La Cour suprême a clairement dit dans l'arrêt Baker, précité, que la norme de contrôle qu'il convient d'appliquer aux demandes fondées sur des motifs d'ordre humanitaire est celle du caractère raisonnable. Par conséquent, si la décision contestée est fondée sur des motifs qui peuvent soutenir un examen assez approfondi, la Cour n'est pas habilitée à modifier la décision.

[14]            En examinant la décision de l'agente d'immigration de refuser la demande fondée sur des raisons d'ordre humanitaire, j'applique la norme de la décision raisonnable.

Questions en litige

L'agente d'immigration a-t-elle à tort fait obstacle à l'exercice de son pouvoir discrétionnaire?

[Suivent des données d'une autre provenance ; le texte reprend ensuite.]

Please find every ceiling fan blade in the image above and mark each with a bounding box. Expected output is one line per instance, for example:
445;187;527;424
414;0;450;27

[15]            Le demandeur soutient que l'agente d'immigration a à tort fait obstacle à l'exercice de son pouvoir discrétionnaire. Dans les motifs de sa décision, l'agente d'immigration fait l'observation suivante :

[TRADUCTION]

J'ai analysé les éléments des motifs fournis par les membres de la section du statut pour justifier leur décision, de même que les éléments de l'opinion sur le risque fournie par l'ARRR, ainsi que le contenu de toute cette affaire. Je conclus que l'opinion positive concernant le risque ne l'emporte pas sur les facteurs négatifs de cette affaire.


[16]            Le demandeur soutient que le passage ci-dessus indique que l'agente d'immigration, quand elle a décidé de la demande fondée sur des raisons d'ordre humanitaire selon son bien-fondé, s'est appuyée à tort sur l'analyse et le raisonnement des décisions antérieures prises par la section du statut et l'ARRR, plutôt que d'examiner de façon indépendante la preuve dont elle était saisie, ce qu'elle était tenue de faire.

[17]            L'argument présenté par le demandeur sur ce point ne me convainc pas. Dans ses motifs, qui couvrent 12 pages à interligne simple, l'agente d'immigration a examiné toutes les preuves dont elle était saisie avant de prendre sa décision. Le simple fait qu'elle ait fait référence aux éléments des décisions de la section du statut et de l'ARRR ne signifie pas qu'elle n'a pas examiné de façon indépendante la preuve dont elle était saisie en l'espèce.

L'agente d'immigration avait-elle un préjugé contre le demandeur?

[18]            Le demandeur fait valoir que l'agente d'immigration avait un préjugé contre lui. Il prétend que le préjugé ressort clairement des motifs de l'agente d'immigration qui, selon lui, attache une importance non méritée à des faits défavorables à la revendication du demandeur, et qu'elle a examiné de façon très succincte la preuve qui lui était favorable.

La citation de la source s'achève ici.